Placenta accreta


Placenta accreta

Description, Causes and Risk Factors:

The abnormal adherence of the chorionic villi to the myometrium, associated with partial or complete absence of the decidua basalis and, in particular, the stratum spongiosum.

The placenta normally attaches to the uterine wall, however there is a condition that occurs where the placenta attaches itself too deeply into the wall of the uterus. This condition is known as placenta accreta. Approximately Placenta accreta affects approximately 1 in 533 pregnancies.

The specific cause of placenta accreta is unknown, but it can be related to placenta previa and previous cesarean deliveries. Placenta accreta is present in 5% to 10% of women with placenta previa.

A cesarean delivery increases the possibility of a future placenta accreta, and the more cesareans, the greater the increase. Multiple cesareans were present in over 60% of placenta accreta cases.

Risk Factors:

The condition is increased in incidence by the presence of scar tissue i.e. Asherman's syndrome usually from past uterine surgery, especially from a past dilation and curettage (D&C), which is used for many indications including miscarriage, termination, and postpartum hemorrhaging, myomectomy, or caesarean section. A thin decidua can also be a contributing factor to such trophoblastic invasion. Some studies suggest that the rate of incidence is higher when the fetus is female. Other risk factors include low lying placenta, anterior placenta, congenital or acquired uterine defects (such as uterine septa), leiomyoma, ectopic implantation of placenta (including cornual pregnancy).

Symptoms:

There can be recurrent vaginal spotting and overt hemorrhages. These symptoms and signs are not specific to the condition itself and are commonly seen in different obstetric conditions.Myometrial invasion by placental villi at site of scar of previous caesarian section can lead to uterine rupture before labor, as early as 12 weeks.

Premature delivery and subsequent complications are the primary concerns for the baby. Bleeding during the third trimester may be a warning sign that placenta accreta exists, and when placenta accreta occurs it commonly results in a premature delivery.

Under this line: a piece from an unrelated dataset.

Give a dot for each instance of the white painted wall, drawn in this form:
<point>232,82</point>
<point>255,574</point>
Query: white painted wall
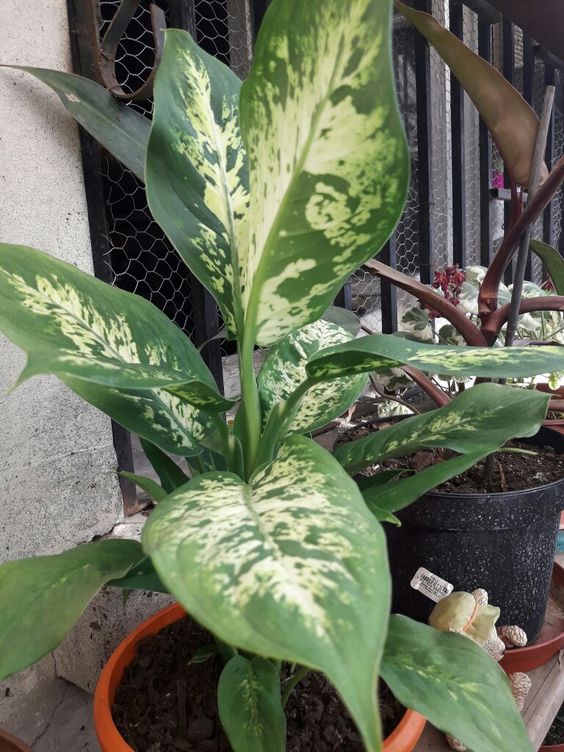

Your healthcare provider will examine your condition and use medication, bed rest and whatever else necessary to help continue the pregnancy towards full term.

Diagnosis:

Placenta accreta is very rarely recognized before birth, and is very difficult to diagnose. A Doppler ultrasound can lead to the diagnosis of a suspected accreta and an MRI will give more detail leading to further suspicion of such an abnormal placenta. However, both the ultrasound and the MRI rarely confirm an accreta with certainty. While it can lead to some vaginal bleeding during the third trimester, this is more commonly associated with the factors leading to the condition. In some cases the second trimester can see elevated maternal serum alpha-fetoprotein levels, though this is also an indicator of many other conditions.A three dimensional power color Doppler ultrasound scan has been used with good detection rates. During birth, placenta accreta is suspected if the placenta has not been delivered within 30 minutes of the birth. Usually in this case, manual blunt dissection or placenta traction is attempted but can cause hemorrhage in accreta.

Treatment:

There is nothing a woman can do to prevent placenta accreta, and there is little that can be done for treatment once placenta accreta has been diagnosed. If you have been diagnosed with placenta accreta your healthcare provider will monitor your pregnancy with the intent of scheduling a delivery and using a surgery that may spare the uterus. It is particularly important to discuss this surgery with your doctor if you desire to have additional children.

Unfortunately, placenta accreta may be severe enough that a hysterectomy may be needed. Again, it is important to discuss surgical options with your healthcare provider.

NOTE: The above information is educational purpose. The information provided herein should not be used during any medical emergency or for the diagnosis or treatment of any medical condition.

DISCLAIMER: This information should not substitute for seeking responsible, professional medical care.